The round was led by Collaborative Fund. Other investors in the round included Jon Winkelried, former President and Co-COO of Goldman Sachs; John Powers, former president and CEO of Stanford Management Company; Tom Glocer, former CEO of Thomson Reuters and director of Morgan Stanley; and Nigel Morris, co-founder of Capital One through QED. Previous investors including Union Square Ventures, Canaan Partners, Maveron and Rose Park Advisors also participated.
This round brings CircleUp's total funding to $53 million.
Founded in 2011, CircleUp provides accredited investors free access to direct investments in high-growth consumer product and retail private companies that were previously difficult to identify and access.
For retail and consumer product entrepreneurs, they offer an efficient way to access a network of sophisticated investors as well as value added partners.
"We are a marketplace that connects innovative small businesses with the capital needed to grow. The companies that use our platform tend to have over $1M in revenue and are quickly growing, but fall outside of the historical focus of VCs, are too small for most private equity firms. On the investor side, we provide access to a new asset class, private equity in highly curated consumer and retail companies, that may provide stable and strong returns," Ryan Caldbeck, CEO of CircleUp, told me.
"We accomplish this by carefully vetting the companies that are listed on our platform, approving only about 5% of applicants, using a combination of proprietary algorithms and a dedicated team of private equity professionals who evaluate innovative consumer and retail brands. The marketplace itself dramatically lowers the cost for both sides of the market to find the other party, helping both investors and companies do what they do, better."
The typical company on the platform is a consumer brand, including food & beverage, personal care, apparel, pet and retail, one to three years old, with $1 million to $10 million in revenue and growing at 80-100% per year.
"Traditionally, it takes consumer companies nine to 12 months to secure the capital they need, while companies listed on CircleUp receive their funding in about 60 days," said Caldbeck.

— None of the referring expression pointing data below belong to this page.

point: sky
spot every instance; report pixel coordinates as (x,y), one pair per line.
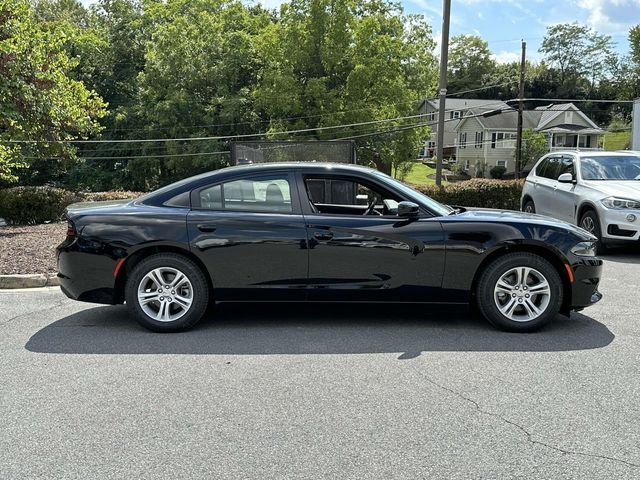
(503,23)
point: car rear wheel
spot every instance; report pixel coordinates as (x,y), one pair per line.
(529,207)
(519,292)
(167,293)
(591,223)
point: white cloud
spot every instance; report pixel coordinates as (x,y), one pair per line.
(506,56)
(611,16)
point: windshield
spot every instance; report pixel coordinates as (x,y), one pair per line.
(614,167)
(436,207)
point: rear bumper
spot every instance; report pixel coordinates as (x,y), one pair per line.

"In addition to capital, we provide entrepreneurs on our platform access to a network of experts from major consumer companies, including General Mills, P&G, Johnson & Johnson and Virgin America, who provide advice and additional resources."
To date, more than 120 consumer brands have raised funds totaling over $135 million with CircleUp’s help. The average company that raised on CircleUp has grown more than 80 percent annually since funding on the site. The average investment on the platform is now $100,000.
CircleUp separates itself from the competition through who it serves, its data driven approach and its focus.
"We have built our platform on three primary pillars. First, a focus on an underserved, attractive asset class - early stage, non-technology companies. Second, a data driven approach to evaluating companies, incorporating over one hundred different data sets in a series of machine learning algorithms to evaluate the companies," Caldbeck said.
"Finally, a focus from day one on compliance and engaging with regulators in the financial services space to ensure we are doing things the right way."
The new funding will be used to further develop CircleUp’s product and data teams, as well as "enhancing our machine learning algorithms so we can vet the most promising companies even more accurately and efficiently," said Caldbeck.
The new mone comes on the heels of a big year thus farfor the company, which saw the launch of a secondary market in September to provide investors with liquidity rarely found in private equity, and just last week it announced a partnership with 301 INC, General Mills’ new business development and venturing unit, in which General Mills will invest through our marketplace to seed emerging consumer food brands.
In, the next five to 10 years, he told me, he wants to see, "A broad, deep private capital marketplace that helps hundreds of thousands of entrepreneurs thrive."
"We are looking forward to a lot more to come in 2016," Caldbeck said.